Trump announced agreement with Mexico on a binational trade agreement last week and notified Congress on Friday “of my intention to enter into a trade agreement with Mexico — and with Canada if it is willing, in a timely manner, to meet the high standards for free, fair, and reciprocal trade contained therein.” He threatened over the weekend to leave Canada out of the potential trilateral agreement and to terminate NAFTA altogether.

The National Farmers Union, after blaming NAFTA for favoring corporations, called for updates that would strengthen the rural economy. “However, improvements on behalf of American farmers and ranchers should not occur at the expense of farmers across the border,” said the NFU. “Indeed, the United States should take a page from Canada’s book and establish similar (supply management) policies to support American dairy farmers, who have been enduring chronic oversupply and critically low prices for a number of years.”

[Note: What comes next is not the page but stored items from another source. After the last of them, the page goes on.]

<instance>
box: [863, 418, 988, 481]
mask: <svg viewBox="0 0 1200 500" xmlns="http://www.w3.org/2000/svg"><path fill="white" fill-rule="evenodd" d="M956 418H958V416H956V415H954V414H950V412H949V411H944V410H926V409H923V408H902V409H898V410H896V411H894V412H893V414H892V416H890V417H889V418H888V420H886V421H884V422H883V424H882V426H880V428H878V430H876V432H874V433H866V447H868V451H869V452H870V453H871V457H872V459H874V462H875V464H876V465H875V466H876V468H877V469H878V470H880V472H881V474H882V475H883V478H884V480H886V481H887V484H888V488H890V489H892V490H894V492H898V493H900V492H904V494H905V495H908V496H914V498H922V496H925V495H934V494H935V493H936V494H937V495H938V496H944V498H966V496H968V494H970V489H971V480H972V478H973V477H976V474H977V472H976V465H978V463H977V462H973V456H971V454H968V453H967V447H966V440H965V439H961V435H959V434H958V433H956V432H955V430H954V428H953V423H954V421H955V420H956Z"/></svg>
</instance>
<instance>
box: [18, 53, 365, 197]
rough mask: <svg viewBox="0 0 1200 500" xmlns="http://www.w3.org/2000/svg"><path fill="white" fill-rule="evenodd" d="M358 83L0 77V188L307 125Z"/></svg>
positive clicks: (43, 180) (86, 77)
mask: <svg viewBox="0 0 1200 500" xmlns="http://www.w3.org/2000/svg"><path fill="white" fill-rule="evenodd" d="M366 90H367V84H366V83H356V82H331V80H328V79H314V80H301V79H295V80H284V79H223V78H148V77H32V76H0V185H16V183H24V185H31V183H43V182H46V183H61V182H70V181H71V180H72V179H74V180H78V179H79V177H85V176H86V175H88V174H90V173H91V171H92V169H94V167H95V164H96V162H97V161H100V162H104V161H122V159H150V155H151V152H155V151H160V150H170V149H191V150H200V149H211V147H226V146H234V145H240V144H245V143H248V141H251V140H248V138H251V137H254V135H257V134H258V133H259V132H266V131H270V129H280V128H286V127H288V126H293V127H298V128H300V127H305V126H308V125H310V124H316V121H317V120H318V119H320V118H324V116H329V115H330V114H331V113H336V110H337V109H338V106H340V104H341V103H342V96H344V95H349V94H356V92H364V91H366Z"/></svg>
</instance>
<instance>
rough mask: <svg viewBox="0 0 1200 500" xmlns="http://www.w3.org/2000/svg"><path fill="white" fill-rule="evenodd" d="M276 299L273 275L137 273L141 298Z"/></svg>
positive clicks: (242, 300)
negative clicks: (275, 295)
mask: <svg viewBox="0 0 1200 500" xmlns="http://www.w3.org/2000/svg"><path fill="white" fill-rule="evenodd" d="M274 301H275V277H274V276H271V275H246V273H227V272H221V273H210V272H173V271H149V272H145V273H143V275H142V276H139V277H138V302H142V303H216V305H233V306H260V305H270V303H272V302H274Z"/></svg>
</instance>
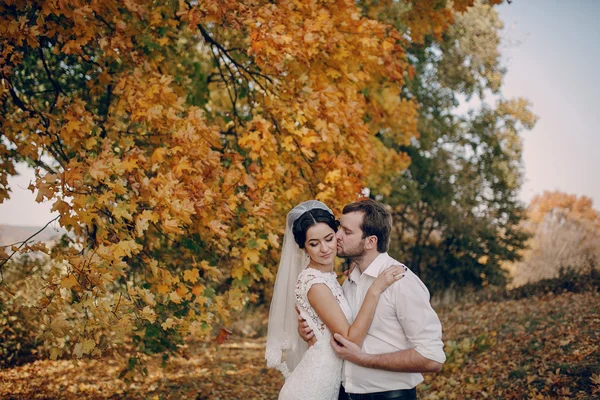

Supply management and meat-origin labels have little currency among the free-market mindset of U.S. trade negotiators but they are popular causes among farm activists worried about the thin profit margins of modern agriculture. Congress repealed COOL for beef and pork in last 2015 after the WTO ruled the labels were a trade barrier in disguise against Canada and Mexico. Trump’s “America First” ideology inspired hope for a revival of COOL.